Esta vez salio del pequeño roble por la izquierda y coloque el espacio existente entre los pines de 25 y 30 metros en mitad de su pequeño cuerpo. Solté y pude ver como la flecha se clavaba por debajo de su zona torácica, cogiendo intestino y rompiendo su rodilla derecha. Salió corriendo mientras lanzada un quejido de dolor, y creí por un momento que lo perdería, pero… el precioso animal no podía correr. Su rodilla derecha estaba totalmente rota y la flecha clavada en su abdomen le trababa las patas, a la vez que lanzadas unos quejidos, que jamás antes había escuchado.

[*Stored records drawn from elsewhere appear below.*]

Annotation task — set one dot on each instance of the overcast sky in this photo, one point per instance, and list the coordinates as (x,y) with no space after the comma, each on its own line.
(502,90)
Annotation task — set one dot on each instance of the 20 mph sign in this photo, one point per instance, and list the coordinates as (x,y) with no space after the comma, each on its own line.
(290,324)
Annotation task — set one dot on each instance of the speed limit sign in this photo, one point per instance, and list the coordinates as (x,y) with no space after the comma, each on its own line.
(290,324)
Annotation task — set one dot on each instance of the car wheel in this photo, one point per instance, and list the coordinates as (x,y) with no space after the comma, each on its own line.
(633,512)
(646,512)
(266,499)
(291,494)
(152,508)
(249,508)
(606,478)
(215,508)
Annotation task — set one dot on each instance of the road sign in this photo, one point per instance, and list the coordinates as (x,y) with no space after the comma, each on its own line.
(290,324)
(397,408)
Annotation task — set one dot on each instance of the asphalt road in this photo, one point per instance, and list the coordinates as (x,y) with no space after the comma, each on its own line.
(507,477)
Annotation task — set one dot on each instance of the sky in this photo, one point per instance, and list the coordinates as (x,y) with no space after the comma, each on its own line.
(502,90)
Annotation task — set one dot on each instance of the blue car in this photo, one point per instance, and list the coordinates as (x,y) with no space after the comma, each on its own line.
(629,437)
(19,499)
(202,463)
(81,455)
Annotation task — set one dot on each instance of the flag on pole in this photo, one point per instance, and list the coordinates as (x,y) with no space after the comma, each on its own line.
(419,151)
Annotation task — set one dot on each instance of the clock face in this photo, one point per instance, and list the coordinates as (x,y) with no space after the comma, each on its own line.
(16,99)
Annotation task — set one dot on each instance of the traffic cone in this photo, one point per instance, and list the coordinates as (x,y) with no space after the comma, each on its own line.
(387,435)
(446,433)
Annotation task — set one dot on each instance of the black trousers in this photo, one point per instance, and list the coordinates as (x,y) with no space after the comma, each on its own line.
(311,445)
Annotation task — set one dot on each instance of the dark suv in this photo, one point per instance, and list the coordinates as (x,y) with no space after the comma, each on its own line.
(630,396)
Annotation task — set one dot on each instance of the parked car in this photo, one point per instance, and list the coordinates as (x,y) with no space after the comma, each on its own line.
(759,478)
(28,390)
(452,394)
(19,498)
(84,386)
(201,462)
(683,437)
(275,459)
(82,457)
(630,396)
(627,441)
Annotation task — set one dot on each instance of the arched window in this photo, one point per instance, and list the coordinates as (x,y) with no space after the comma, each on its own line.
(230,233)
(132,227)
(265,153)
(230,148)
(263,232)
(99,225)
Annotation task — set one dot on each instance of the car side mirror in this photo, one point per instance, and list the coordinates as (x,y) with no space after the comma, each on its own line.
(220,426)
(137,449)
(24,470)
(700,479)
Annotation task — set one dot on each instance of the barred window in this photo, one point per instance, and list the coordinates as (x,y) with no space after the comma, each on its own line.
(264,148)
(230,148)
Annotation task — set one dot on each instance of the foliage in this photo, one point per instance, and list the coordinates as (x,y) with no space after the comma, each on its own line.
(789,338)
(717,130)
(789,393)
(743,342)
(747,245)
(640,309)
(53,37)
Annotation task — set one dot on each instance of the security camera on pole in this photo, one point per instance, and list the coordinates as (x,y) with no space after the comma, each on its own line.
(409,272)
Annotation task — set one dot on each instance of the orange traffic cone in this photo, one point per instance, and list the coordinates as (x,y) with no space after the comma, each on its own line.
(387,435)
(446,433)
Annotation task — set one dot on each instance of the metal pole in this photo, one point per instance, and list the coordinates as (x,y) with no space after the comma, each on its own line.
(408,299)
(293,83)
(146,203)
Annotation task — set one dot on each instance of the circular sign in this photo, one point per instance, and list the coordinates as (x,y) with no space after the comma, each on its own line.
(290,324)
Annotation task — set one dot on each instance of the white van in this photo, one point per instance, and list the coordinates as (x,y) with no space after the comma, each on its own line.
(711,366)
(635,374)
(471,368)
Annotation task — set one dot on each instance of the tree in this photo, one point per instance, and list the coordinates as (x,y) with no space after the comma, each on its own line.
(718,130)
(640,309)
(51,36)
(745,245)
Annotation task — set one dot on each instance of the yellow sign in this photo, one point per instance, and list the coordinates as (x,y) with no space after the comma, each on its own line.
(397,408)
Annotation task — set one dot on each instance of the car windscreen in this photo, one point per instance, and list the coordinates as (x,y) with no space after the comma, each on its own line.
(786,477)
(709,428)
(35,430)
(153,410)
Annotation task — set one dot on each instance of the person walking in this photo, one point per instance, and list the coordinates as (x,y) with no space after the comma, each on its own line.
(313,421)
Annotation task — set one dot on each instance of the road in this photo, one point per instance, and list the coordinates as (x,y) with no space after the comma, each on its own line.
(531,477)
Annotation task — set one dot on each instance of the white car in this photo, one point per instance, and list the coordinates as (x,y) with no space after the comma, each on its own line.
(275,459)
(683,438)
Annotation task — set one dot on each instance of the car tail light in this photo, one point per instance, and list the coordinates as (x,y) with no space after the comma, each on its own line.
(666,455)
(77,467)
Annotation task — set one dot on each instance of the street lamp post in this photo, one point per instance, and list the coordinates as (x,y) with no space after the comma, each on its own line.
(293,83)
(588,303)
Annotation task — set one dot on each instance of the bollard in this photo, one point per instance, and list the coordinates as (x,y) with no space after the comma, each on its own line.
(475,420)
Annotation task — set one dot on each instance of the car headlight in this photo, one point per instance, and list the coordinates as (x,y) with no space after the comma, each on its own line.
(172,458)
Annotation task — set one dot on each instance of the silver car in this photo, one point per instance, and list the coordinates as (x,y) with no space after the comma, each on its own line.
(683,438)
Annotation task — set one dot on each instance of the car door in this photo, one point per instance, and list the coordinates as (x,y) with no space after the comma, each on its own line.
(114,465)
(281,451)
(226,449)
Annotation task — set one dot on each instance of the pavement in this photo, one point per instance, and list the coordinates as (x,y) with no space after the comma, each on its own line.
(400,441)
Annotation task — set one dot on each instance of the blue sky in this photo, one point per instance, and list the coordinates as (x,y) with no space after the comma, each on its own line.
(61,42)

Estaba parado a escasos 20 metros, tapados por los brezos, pero su rojiza piel se distinguía entre las ramas de estos. Monté una tercera flecha y volvía a soltar, pero las ramas de brezo son duras y el escudo pudo evitar que la flecha terminara su agonía. Una nueva carrera de 10 metros, un nuevo quejido y no puede contenerme. Salí corriendo, cuchillo en mano, a terminar tan agónico momento. Llegué a él, y sin titubear, agarre firmemente su cuerna con mi mano derecha, y mi cuchillo busco su pequeño corazón. Sólo, un último quejido se escucho en el bosque, mientras un sentimiento de angustia se apoderaba de mí. Me quede quieto, inmóvil, delante de él, pidiéndole perdón por tan doloroso final, contemplando como se le escapaba el último hilo de vida. Lo coloqué en una posición digna de su linaje y le rendí pleitesía, tal y como me enseñaron a hacerlo los guardabosques polacos.
Lo había conseguido…, al fin…, había cobrado un corzo en condiciones con el arco. Recordaba el anterior que cobré hace dos años y nada, absolutamente nada se parecía a lo sentido en esta ocasión. Aquel corzo, era un corzo joven, confiado y con una cuerna deforme, que después de mucho meditar decidí quitar haciendo más una labor de gestión cinegética que un lance de caza..., pero este…este corzo era el corzo más grande que había visto yo en el coto…, y estaba allí, delante de mi, dándome la ocasión de despedirme del lugar con un recuerdo inolvidable.
Después de patear la zona para buscar las flechas disparadas y con el sentimiento de haber realizado un buen trabajo, pensé que lo mejor sería trasladar el corzo hasta el coche y terminar con las labores de limpieza para el aprovechamiento de la carne. Me eché el corzo a los hombros, al modo de borrego, y recorrí los escasos 300 metros que me separan del vehículo. Al llegar me di cuenta de que mi chaqueta camo estaba bañada en sangre, por lo que tras limpiar y preparar el animal, me encaminé a una charca cercana a lavar la chaqueta de iberwolf y mis manos.
Ya tranquilo, con el trabajo totalmente finalizado y fumando un pitillo, pensé que sólo quedaba poder hacer unas fotos para el recuerdo, pero…¡maldita sea¡…, mi cámara no estaba en mi mochila, por lo que tuve que esperar a Fabián a que trajera la suya… Aún así, ya de noche no podía dejar de inmortalizar el momento, pues la visión de una instantánea, lleva consigo el recuerdo completo, cual si película se tratará, de un momento especial: el día más feliz de mi vida como cazador arquero.